Qwen3.6-27B-MTP — ROCmFP4 STRIX (imatrix + f16 embeddings)

Experimental AMD Strix Halo (gfx1151) quant of Qwen3.6-27B (dense, with the built-in MTP / next-token-prediction head) in the custom ROCmFP4 4-bit format — tuned for high MTP draft acceptance and long-context, multi-turn coding use.

⚠️ Ignore HuggingFace's auto-detected quant badge ("F16" / 16-bit) — it's wrong. HF's parser only knows the standard GGUF quant types, so it can't read the custom ROCmFP4 format. It ends up "seeing" only the genuinely-f16 token embeddings and mislabels the whole file as 16-bit. These are ~4.8 bpw 4-bit ROCmFP4 files, not 16-bit. Pick a file by its name in the Files and versions tab (see the two-files table below).

Requires the ROCmFP4 fork (public) — not stock llama.cpp

This file uses the ROCmFP4 tensor types (q4_0_rocmfp4, q4_0_rocmfp4_fast). Stock llama.cpp, LM Studio, Ollama, Jan, koboldcpp, etc. cannot load it.

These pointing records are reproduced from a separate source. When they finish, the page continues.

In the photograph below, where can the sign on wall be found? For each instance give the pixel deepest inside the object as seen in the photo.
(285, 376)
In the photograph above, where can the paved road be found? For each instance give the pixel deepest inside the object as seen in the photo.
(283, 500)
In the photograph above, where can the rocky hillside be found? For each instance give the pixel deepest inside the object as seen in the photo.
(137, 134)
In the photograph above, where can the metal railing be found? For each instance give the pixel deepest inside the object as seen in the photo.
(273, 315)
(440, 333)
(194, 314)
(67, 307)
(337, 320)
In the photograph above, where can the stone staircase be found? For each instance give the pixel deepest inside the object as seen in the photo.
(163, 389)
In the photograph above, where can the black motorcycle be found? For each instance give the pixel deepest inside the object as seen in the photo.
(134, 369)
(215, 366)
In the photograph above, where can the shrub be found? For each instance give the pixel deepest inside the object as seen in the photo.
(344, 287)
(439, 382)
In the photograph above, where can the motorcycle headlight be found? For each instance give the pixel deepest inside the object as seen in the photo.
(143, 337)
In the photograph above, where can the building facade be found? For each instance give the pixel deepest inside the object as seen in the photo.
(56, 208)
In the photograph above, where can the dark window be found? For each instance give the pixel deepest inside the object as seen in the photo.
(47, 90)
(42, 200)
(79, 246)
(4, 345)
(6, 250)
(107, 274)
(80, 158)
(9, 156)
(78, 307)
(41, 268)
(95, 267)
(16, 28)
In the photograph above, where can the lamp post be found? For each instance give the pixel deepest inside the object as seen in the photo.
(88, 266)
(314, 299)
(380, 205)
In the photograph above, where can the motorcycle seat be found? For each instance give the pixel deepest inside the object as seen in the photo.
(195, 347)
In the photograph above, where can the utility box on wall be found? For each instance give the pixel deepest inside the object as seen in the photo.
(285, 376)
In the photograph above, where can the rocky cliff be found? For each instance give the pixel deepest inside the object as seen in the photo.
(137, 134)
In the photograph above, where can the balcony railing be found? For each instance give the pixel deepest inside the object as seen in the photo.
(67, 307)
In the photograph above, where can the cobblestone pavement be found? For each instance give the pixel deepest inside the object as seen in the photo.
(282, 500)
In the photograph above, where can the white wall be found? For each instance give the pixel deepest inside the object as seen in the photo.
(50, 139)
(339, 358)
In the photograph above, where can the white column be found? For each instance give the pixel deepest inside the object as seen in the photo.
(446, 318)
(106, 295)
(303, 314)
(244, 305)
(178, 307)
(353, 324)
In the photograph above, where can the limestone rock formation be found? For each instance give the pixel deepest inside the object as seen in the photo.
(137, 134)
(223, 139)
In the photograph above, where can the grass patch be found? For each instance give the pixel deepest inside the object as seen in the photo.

Build and run it with the public fork charlie12345/rocmfp4-llama:

git clone https://github.com/charlie12345/rocmfp4-llama
cd rocmfp4-llama && git checkout mtp-rocmfp4-strix
env JOBS=16 scripts/build-strix-rocmfp4-mtp.sh

Two files in this repo (pick your trade-off)

File size output head best for
…-STRIX-imatrix-embF16.gguf 16.5 GB ROCmFP4 4-bit fastest — the original daily driver
…-STRIX-imatrix-embF16-headQ6.gguf 16.9 GB Q6_K a notch more faithful — trades ~5–7% decode for it

The two are identical except one tensor: same STRIX recipe, same f16 embeddings, same imatrix, same MTP head — they differ only in the output head (output.weight). Most of this card describes that shared recipe; the section right below is just about the one change.

The Q6-head variant — a step up (experimental)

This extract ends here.